Once above the slab, you contour around the right side of a small tower to its flat top. From there, there is a giant notch (Sergio is rappelling into this notch in the last photo; Eric calls it a chimney but it's not really a chimney). A way left (a foot path) beyond the notch goes past some big blocks and onto a ledge that ends about 50 feet further on. From there, you can climb up a 4th class chute for about 30 feet. At the top of the chute, another ledge goes left with a foot path. From here to the top it's all easy heather and rocky class 3 and 4. The best completion goes up and right to the ridge crest immediately northeast of the final summit scramble. No register at the summit, which I thought was odd.
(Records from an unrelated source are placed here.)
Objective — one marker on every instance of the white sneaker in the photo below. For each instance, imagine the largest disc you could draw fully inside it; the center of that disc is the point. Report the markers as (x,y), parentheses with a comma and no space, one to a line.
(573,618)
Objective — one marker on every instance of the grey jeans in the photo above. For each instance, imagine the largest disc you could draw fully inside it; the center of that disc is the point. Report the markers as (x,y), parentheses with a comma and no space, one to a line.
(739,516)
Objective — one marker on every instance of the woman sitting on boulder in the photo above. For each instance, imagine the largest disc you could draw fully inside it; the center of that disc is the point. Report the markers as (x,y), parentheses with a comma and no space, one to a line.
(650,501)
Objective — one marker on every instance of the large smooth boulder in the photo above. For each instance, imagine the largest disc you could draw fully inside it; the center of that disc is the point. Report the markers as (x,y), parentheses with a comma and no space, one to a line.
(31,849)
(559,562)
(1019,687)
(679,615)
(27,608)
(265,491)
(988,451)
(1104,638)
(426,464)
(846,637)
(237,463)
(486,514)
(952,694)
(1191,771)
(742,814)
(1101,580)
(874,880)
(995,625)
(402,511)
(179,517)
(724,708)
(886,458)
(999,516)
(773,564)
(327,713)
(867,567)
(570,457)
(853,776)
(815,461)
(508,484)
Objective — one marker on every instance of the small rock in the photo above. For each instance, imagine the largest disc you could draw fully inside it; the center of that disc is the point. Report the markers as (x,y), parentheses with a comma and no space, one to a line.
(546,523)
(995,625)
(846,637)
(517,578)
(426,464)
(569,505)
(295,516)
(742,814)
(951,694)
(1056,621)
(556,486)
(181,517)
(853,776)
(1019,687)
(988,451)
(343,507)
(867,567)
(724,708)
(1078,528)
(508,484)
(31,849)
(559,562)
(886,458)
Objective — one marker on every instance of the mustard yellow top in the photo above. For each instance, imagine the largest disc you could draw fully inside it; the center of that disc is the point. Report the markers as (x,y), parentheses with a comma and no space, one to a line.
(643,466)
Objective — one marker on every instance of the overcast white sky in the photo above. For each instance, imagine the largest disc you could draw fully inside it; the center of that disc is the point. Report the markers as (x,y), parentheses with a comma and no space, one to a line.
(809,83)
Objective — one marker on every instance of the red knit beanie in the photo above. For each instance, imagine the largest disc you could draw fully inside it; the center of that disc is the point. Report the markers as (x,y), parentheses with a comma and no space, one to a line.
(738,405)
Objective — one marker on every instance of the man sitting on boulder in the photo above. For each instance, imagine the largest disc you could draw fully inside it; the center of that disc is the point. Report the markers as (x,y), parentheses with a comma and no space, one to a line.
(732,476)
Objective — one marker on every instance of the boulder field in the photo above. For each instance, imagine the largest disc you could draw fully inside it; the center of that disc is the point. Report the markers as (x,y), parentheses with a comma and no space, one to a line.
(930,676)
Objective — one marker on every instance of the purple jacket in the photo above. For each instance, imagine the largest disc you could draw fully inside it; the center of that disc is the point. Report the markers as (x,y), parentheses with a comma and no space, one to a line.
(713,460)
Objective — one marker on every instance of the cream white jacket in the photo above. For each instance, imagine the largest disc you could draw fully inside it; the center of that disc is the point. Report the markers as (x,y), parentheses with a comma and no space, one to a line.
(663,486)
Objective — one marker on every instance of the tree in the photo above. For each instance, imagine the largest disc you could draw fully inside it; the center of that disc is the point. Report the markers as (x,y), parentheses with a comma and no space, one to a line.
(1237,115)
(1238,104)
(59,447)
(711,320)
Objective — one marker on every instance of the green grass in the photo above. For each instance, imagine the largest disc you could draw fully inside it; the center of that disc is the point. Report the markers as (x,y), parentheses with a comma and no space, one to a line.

To get down, I'd definitely have yourself a 60m rope in the bag. If you have a shorter rope you will find yourself doing that many more rappels and also find yourself doing them from steep faces since the rap stations are set up for 60m lengths (maybe 50m lengths). Be prepared for lots of rapping. It took us 4.5 hours to get up to the top from the start of the technical climbing (about one pitch below the bivy ledge) but roughly 5.5 hours to get down. We did 7 double 60m raps, 1 single 60m rap on a double rope, and one single rope rap to get back to the major notch at the base of the climb. We also simulclimbed back along the knife-edge part. With three people rapping it took us longer. From the summit, you can save time by downclimbing the steep heather back to the aforementioned giant notch. There is a rap station just below the summit that goes down to the giant notch by way of a near-vertical face but I'm pretty sure you need two ropes for it.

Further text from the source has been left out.